Monday, October 11, 2010

Good advice for grads

I had the fun and privilege of talking to a group of junior and seniors today.  Students who will be looking for their first job somewhere here in the next six to 12 months.  We talked about the importance of having a strong online presence as well as connecting things IRL.  

One great question from the group that I would like to throw out to you all.  How do you recommend employees screen companies?  What tools, resources and connections do you use to evaluate what makes a company a great place to work?  

All replies will be shared. 


Scott Balster said...

This is a great question. I gain interest in a company when I see testimonials from employees that currently work there.

I want to see that a company has a strong social media presence etc because to me it indicates the type of culture that is going to fit well with me.

HRCindy said...

In order to effectively screen your target companies, you first have to know yourself and what your values are. Then you have something objective to measure your prospective target companies against. Once that piece is in place, do research! Plan to spend 10-15 hours conducting research on each of your target companies. Review their website, seek out executive interviews with Wall St., find newspaper or magazine articles, etc. The point is to learn their mission, vision, philosophies and values. Then decide if these fit with your values. Once you've done that, seek out those connections in your network who work at your target companies or have in the past (or who know someone else who works there)to determine if the company actually walks the walk or just talks the talk. Plan to use traditional networking as well as social networking (LinkedIn, Facebook, etc.)to conduct this bit of research. This process takes time and effort on the part of the candidate, but it's well worth it. Skip this step and you may just end up miserable and unemployed in a short amount of time.

Deirdre said...

Scott, that's great that you can screen that way. And what a good benchmark.

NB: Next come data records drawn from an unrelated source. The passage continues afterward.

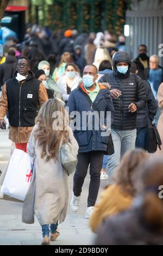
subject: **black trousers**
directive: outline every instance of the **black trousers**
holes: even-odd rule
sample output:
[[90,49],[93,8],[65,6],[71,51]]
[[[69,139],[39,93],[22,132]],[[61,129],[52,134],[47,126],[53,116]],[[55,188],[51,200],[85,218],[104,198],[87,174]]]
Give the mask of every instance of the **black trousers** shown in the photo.
[[100,174],[103,154],[102,151],[92,151],[85,153],[79,153],[78,155],[78,163],[73,177],[73,191],[76,197],[80,196],[87,168],[90,164],[91,180],[87,198],[87,207],[94,206],[97,199],[100,184]]

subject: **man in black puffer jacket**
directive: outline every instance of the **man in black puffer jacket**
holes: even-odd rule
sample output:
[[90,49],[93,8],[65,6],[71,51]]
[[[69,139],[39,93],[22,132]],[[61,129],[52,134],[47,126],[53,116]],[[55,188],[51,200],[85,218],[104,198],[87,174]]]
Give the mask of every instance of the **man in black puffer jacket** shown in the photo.
[[127,52],[118,51],[113,59],[113,72],[104,75],[99,81],[110,84],[115,109],[111,125],[115,153],[108,157],[106,166],[110,175],[117,169],[124,154],[135,148],[136,112],[146,105],[143,82],[136,75],[130,73],[130,66],[131,60]]

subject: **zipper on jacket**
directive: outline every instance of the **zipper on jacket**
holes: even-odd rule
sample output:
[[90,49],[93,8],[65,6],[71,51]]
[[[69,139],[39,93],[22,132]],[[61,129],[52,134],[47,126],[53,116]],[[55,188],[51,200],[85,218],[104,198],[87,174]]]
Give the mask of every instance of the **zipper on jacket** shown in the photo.
[[19,111],[18,111],[18,115],[19,115],[19,126],[20,126],[20,103],[21,103],[21,88],[22,88],[22,83],[20,82],[20,92],[19,92]]

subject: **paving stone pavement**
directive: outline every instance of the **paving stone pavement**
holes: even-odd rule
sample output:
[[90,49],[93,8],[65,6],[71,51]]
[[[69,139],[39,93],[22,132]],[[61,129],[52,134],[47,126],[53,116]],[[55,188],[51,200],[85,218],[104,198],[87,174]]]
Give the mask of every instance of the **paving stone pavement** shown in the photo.
[[[3,170],[10,155],[11,142],[8,139],[8,130],[0,131],[0,169]],[[53,245],[86,245],[93,243],[95,235],[90,230],[88,220],[85,218],[89,184],[89,174],[83,187],[81,205],[74,214],[68,208],[64,222],[59,224],[60,235]],[[70,198],[72,196],[73,175],[69,179]],[[106,180],[101,182],[99,192],[107,184]],[[23,223],[21,212],[23,203],[21,201],[4,197],[0,199],[0,245],[39,245],[42,238],[41,229],[35,217],[33,224]]]

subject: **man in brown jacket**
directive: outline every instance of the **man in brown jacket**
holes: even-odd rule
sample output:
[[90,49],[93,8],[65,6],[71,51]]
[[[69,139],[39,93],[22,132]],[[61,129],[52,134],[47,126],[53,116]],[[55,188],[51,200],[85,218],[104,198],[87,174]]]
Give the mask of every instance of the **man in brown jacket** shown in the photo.
[[16,63],[14,78],[3,87],[0,99],[0,128],[5,129],[4,116],[9,112],[9,138],[16,148],[27,151],[27,144],[40,106],[48,96],[43,84],[30,70],[30,61],[20,57]]

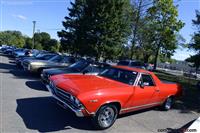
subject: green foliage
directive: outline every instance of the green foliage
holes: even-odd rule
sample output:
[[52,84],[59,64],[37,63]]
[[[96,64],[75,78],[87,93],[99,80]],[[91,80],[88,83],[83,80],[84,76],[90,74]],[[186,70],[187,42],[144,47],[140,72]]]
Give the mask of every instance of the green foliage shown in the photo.
[[57,52],[59,50],[59,43],[55,39],[51,39],[51,36],[46,32],[35,33],[35,49],[48,50]]
[[195,67],[197,71],[200,67],[200,54],[190,56],[189,58],[186,59],[186,61],[193,63],[192,67]]
[[59,51],[59,44],[56,39],[50,39],[48,42],[48,50],[52,52],[58,52]]
[[154,0],[153,6],[148,9],[149,38],[155,51],[154,69],[159,52],[172,55],[177,48],[177,33],[184,26],[177,17],[173,0]]
[[0,44],[23,47],[25,39],[20,31],[3,31],[0,32]]
[[39,42],[35,43],[34,49],[43,50],[42,44]]
[[196,71],[200,67],[200,12],[196,11],[196,20],[192,20],[193,25],[197,28],[197,32],[192,37],[192,43],[189,48],[194,49],[197,54],[186,59],[186,61],[193,63]]
[[24,48],[31,49],[33,47],[33,40],[30,37],[25,37]]
[[129,0],[75,0],[65,30],[58,32],[62,48],[71,53],[116,58],[130,33]]

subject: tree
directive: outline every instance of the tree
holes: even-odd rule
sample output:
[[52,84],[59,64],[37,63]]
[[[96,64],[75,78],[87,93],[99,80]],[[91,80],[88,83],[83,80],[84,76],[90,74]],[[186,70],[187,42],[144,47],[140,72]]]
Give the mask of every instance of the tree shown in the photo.
[[23,47],[25,44],[25,39],[20,31],[3,31],[0,32],[0,43]]
[[190,56],[185,61],[193,63],[192,67],[195,67],[197,72],[200,67],[200,54]]
[[[116,58],[130,33],[129,0],[75,0],[65,30],[58,32],[71,53]],[[65,45],[65,46],[63,46]]]
[[32,49],[33,48],[33,41],[30,37],[25,37],[25,45],[24,48]]
[[184,26],[177,17],[173,0],[153,0],[153,6],[148,9],[148,25],[152,31],[150,38],[155,51],[154,69],[159,53],[172,54],[177,48],[177,33]]
[[[146,40],[146,34],[148,33],[146,30],[146,16],[147,9],[152,5],[152,0],[131,0],[132,7],[132,35],[131,35],[131,55],[130,58],[141,58],[143,55],[144,62],[148,62],[148,58],[151,55],[149,51],[149,43]],[[146,45],[147,44],[147,45]],[[147,46],[147,47],[145,47]],[[148,51],[148,52],[147,52]],[[141,54],[142,53],[142,54]],[[148,53],[148,54],[147,54]],[[147,55],[149,55],[147,57]]]
[[56,39],[50,39],[48,42],[48,50],[52,52],[59,51],[59,43]]
[[193,67],[196,68],[197,72],[200,67],[200,12],[198,10],[196,11],[196,20],[192,20],[192,22],[197,32],[194,33],[189,48],[194,49],[197,54],[187,58],[186,61],[193,63]]

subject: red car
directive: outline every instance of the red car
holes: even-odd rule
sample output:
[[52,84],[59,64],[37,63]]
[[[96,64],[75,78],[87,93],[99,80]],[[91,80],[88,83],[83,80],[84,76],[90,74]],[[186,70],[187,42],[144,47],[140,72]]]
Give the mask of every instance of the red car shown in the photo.
[[126,66],[113,66],[99,75],[55,75],[47,88],[78,117],[92,116],[99,129],[112,126],[119,114],[153,106],[169,110],[182,92],[178,84],[163,83],[152,72]]

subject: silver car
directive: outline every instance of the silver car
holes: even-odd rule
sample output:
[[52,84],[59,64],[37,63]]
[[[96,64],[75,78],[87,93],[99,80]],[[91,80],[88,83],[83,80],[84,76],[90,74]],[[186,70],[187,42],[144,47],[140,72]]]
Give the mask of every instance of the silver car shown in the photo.
[[24,61],[23,68],[26,71],[41,73],[46,68],[62,68],[75,63],[72,56],[56,55],[49,60],[28,60]]

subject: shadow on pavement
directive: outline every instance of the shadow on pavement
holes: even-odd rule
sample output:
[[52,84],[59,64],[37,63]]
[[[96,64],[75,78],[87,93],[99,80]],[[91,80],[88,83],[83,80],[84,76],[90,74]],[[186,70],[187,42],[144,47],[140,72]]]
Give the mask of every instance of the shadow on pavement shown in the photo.
[[35,80],[35,81],[26,81],[26,86],[28,86],[31,89],[38,90],[38,91],[48,91],[44,84],[42,84],[41,81]]
[[[196,119],[195,119],[196,120]],[[192,123],[195,121],[192,120],[190,122],[188,122],[187,124],[185,124],[184,126],[182,126],[179,129],[172,129],[172,128],[167,128],[167,133],[184,133],[191,125]]]
[[2,73],[11,73],[15,78],[19,79],[37,79],[39,77],[37,74],[32,74],[17,68],[15,64],[0,63],[0,69],[2,69]]
[[89,118],[78,118],[70,110],[64,110],[51,97],[17,99],[16,112],[28,129],[53,132],[71,128],[94,130]]

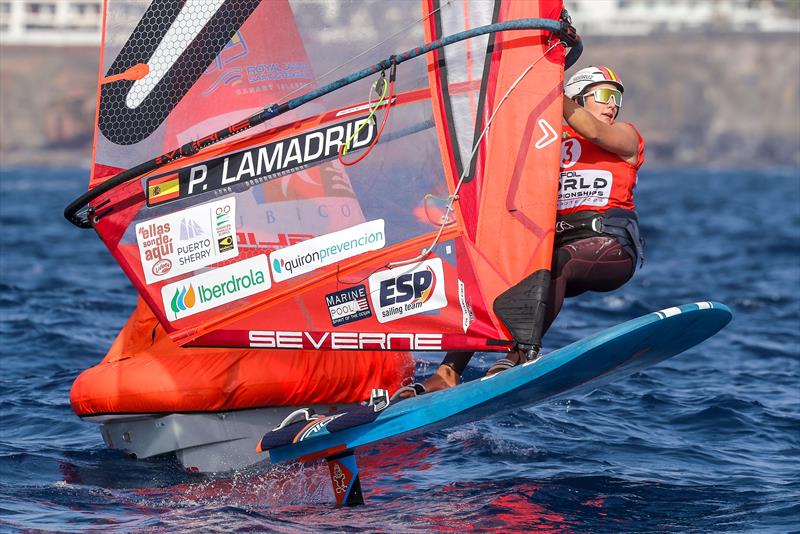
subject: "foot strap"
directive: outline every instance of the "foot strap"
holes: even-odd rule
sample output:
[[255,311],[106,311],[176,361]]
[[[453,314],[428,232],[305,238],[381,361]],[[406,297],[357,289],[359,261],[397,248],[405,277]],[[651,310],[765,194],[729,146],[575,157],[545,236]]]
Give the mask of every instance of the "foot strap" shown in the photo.
[[515,361],[509,360],[508,358],[501,358],[494,362],[491,367],[489,367],[489,370],[486,371],[486,376],[496,375],[497,373],[505,371],[506,369],[511,369],[516,365],[517,362]]
[[413,384],[403,386],[397,391],[395,391],[394,395],[392,395],[391,400],[408,399],[410,397],[417,397],[419,395],[424,395],[427,392],[428,390],[425,389],[425,386],[423,386],[419,382],[414,382]]

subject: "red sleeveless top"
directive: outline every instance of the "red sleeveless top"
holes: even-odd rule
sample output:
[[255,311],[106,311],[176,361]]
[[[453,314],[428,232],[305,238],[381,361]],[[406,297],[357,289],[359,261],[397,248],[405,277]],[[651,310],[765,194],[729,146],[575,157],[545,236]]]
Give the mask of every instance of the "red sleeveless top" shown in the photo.
[[564,125],[558,215],[603,212],[610,208],[636,209],[633,188],[636,187],[636,173],[644,163],[644,138],[635,126],[633,129],[639,139],[635,165]]

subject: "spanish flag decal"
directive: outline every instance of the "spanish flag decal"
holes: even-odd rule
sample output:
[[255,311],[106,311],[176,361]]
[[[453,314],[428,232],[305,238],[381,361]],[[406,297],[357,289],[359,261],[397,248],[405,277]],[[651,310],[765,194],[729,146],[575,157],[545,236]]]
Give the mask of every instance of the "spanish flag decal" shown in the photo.
[[147,205],[153,206],[167,200],[178,198],[181,194],[178,173],[153,178],[147,182]]

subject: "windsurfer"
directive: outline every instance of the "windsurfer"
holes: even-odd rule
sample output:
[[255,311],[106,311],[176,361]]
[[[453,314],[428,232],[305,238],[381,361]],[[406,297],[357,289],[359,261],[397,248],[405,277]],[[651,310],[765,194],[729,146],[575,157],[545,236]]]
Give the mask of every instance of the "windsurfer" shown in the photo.
[[[556,238],[542,333],[561,311],[565,297],[613,291],[643,260],[633,189],[644,163],[644,139],[632,124],[616,122],[624,90],[607,67],[581,69],[564,87]],[[473,354],[448,352],[424,383],[401,388],[395,396],[455,386]],[[487,374],[525,359],[525,352],[511,351]]]

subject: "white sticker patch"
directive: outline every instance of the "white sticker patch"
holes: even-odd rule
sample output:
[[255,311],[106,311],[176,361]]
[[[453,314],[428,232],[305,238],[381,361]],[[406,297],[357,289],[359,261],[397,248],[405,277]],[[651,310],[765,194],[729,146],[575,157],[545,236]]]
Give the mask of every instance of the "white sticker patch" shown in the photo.
[[562,171],[558,183],[558,209],[606,206],[614,182],[609,171]]
[[369,289],[381,323],[447,306],[444,267],[439,258],[377,272],[369,277]]
[[464,282],[458,281],[458,302],[461,304],[461,328],[464,333],[467,333],[469,326],[475,321],[475,312],[472,311],[472,306],[467,302],[467,291]]
[[175,321],[222,306],[272,286],[265,254],[167,284],[161,299],[167,319]]
[[272,275],[282,282],[384,246],[383,219],[365,222],[274,251],[270,254]]
[[148,284],[196,271],[239,255],[236,199],[224,198],[136,225]]

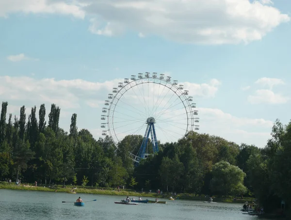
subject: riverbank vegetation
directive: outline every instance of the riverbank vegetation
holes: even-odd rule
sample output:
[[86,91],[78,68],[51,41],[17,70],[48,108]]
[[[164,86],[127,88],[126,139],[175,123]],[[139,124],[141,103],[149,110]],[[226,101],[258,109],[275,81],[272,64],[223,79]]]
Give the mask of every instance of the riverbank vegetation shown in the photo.
[[48,123],[44,104],[38,117],[35,107],[27,117],[22,107],[19,118],[7,114],[7,105],[2,102],[0,117],[0,180],[159,189],[185,196],[215,195],[217,199],[254,197],[269,211],[280,208],[282,200],[286,209],[291,203],[291,123],[276,120],[272,138],[261,149],[191,132],[176,142],[160,143],[162,150],[135,167],[128,152],[138,150],[140,135],[126,136],[114,152],[108,137],[96,140],[88,130],[78,131],[76,114],[69,132],[59,127],[61,110],[54,104]]

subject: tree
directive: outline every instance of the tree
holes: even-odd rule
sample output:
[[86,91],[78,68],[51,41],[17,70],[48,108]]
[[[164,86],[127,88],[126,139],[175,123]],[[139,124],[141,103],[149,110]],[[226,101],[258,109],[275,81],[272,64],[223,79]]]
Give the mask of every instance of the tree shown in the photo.
[[126,169],[122,166],[122,160],[119,157],[113,159],[113,166],[108,174],[109,184],[111,186],[117,187],[123,185],[128,177]]
[[246,174],[239,167],[222,161],[213,165],[211,173],[210,187],[213,193],[236,195],[246,192],[243,185]]
[[159,173],[163,185],[166,187],[167,192],[169,186],[172,187],[173,191],[178,186],[184,169],[183,163],[177,156],[173,160],[167,157],[162,158]]
[[46,117],[46,107],[44,104],[42,104],[40,105],[38,114],[39,116],[38,130],[40,132],[44,133],[45,128],[46,127],[46,124],[47,124],[47,122],[45,121],[45,118]]
[[78,180],[78,179],[77,178],[77,176],[76,175],[76,174],[75,174],[75,175],[74,176],[74,177],[73,178],[73,182],[74,183],[74,184],[76,185],[77,184],[77,180]]
[[25,107],[24,106],[20,108],[20,115],[19,117],[19,138],[23,140],[24,132],[25,132],[25,120],[26,115],[25,114]]
[[133,187],[137,185],[138,184],[138,183],[137,183],[135,181],[135,178],[133,177],[133,176],[131,177],[131,179],[130,179],[130,182],[129,183],[129,186],[131,187],[131,188],[132,189],[133,189]]
[[71,118],[70,126],[70,136],[76,140],[78,136],[78,127],[77,127],[77,114],[74,113]]
[[83,187],[85,187],[88,182],[89,180],[88,180],[88,177],[86,177],[86,176],[83,175],[83,179],[82,179],[82,186]]
[[1,115],[0,116],[0,144],[5,139],[6,131],[6,115],[7,111],[7,102],[2,102],[2,109],[1,110]]
[[48,114],[48,126],[51,127],[56,135],[59,130],[59,121],[61,109],[57,107],[54,104],[51,104],[50,112]]
[[29,120],[30,121],[30,126],[28,127],[28,139],[31,144],[31,146],[32,149],[34,149],[35,142],[37,138],[38,135],[38,125],[37,119],[36,116],[36,107],[32,108],[32,112],[29,116]]

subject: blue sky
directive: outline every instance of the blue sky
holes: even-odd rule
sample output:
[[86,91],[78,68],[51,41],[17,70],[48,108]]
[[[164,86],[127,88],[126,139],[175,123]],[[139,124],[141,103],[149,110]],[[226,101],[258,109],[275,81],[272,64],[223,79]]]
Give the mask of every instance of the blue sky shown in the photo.
[[0,0],[0,101],[55,103],[97,138],[112,88],[156,72],[188,85],[200,132],[263,147],[290,120],[291,2],[206,1]]

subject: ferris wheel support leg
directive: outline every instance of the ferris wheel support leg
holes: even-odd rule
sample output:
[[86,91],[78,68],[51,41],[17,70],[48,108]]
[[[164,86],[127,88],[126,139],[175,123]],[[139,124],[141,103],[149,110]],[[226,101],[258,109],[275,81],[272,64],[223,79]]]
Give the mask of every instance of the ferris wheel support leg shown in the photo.
[[153,151],[154,153],[159,152],[159,146],[158,145],[158,141],[157,140],[157,136],[156,135],[156,131],[155,130],[155,126],[153,124],[152,125],[152,133],[153,137],[152,136],[152,142],[153,143]]
[[150,124],[147,125],[146,127],[146,130],[145,133],[145,136],[144,137],[144,140],[142,143],[141,148],[140,150],[139,157],[144,158],[145,158],[145,154],[146,153],[146,146],[147,145],[147,141],[148,140],[148,136],[149,136],[149,133],[151,130],[151,125]]

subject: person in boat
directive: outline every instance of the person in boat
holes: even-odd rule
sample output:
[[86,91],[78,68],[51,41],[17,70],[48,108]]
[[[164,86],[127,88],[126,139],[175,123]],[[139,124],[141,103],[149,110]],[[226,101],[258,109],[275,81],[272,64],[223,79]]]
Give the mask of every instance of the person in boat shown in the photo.
[[129,196],[127,196],[126,199],[122,200],[122,202],[124,203],[129,203],[130,202],[130,199]]
[[82,199],[81,199],[81,197],[79,197],[79,199],[78,199],[76,202],[77,202],[77,203],[82,203],[83,202],[83,200],[82,200]]

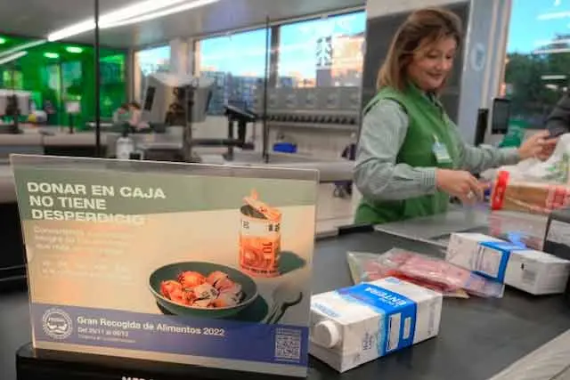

HRCindy, thank you. That is excellent advice. I copied, pasted and emailed it to the class I talked to yesterday.

Thank you both for stopping by.

Yu Yu said...

A couple of ways you can check the health of a company:
Google: Search for the company, search for their customers, search for their leadership team. What you read there will give you a lot of information on the company's customer base, what the personality of the leaders are like, and what others have to say about the company. Is that going to be the right fit for you?
LinkedIn: Check the company profile. Are people joining or leaving? How long are they staying with the company? These days people update their profiles almost right away, so you can spot this easily.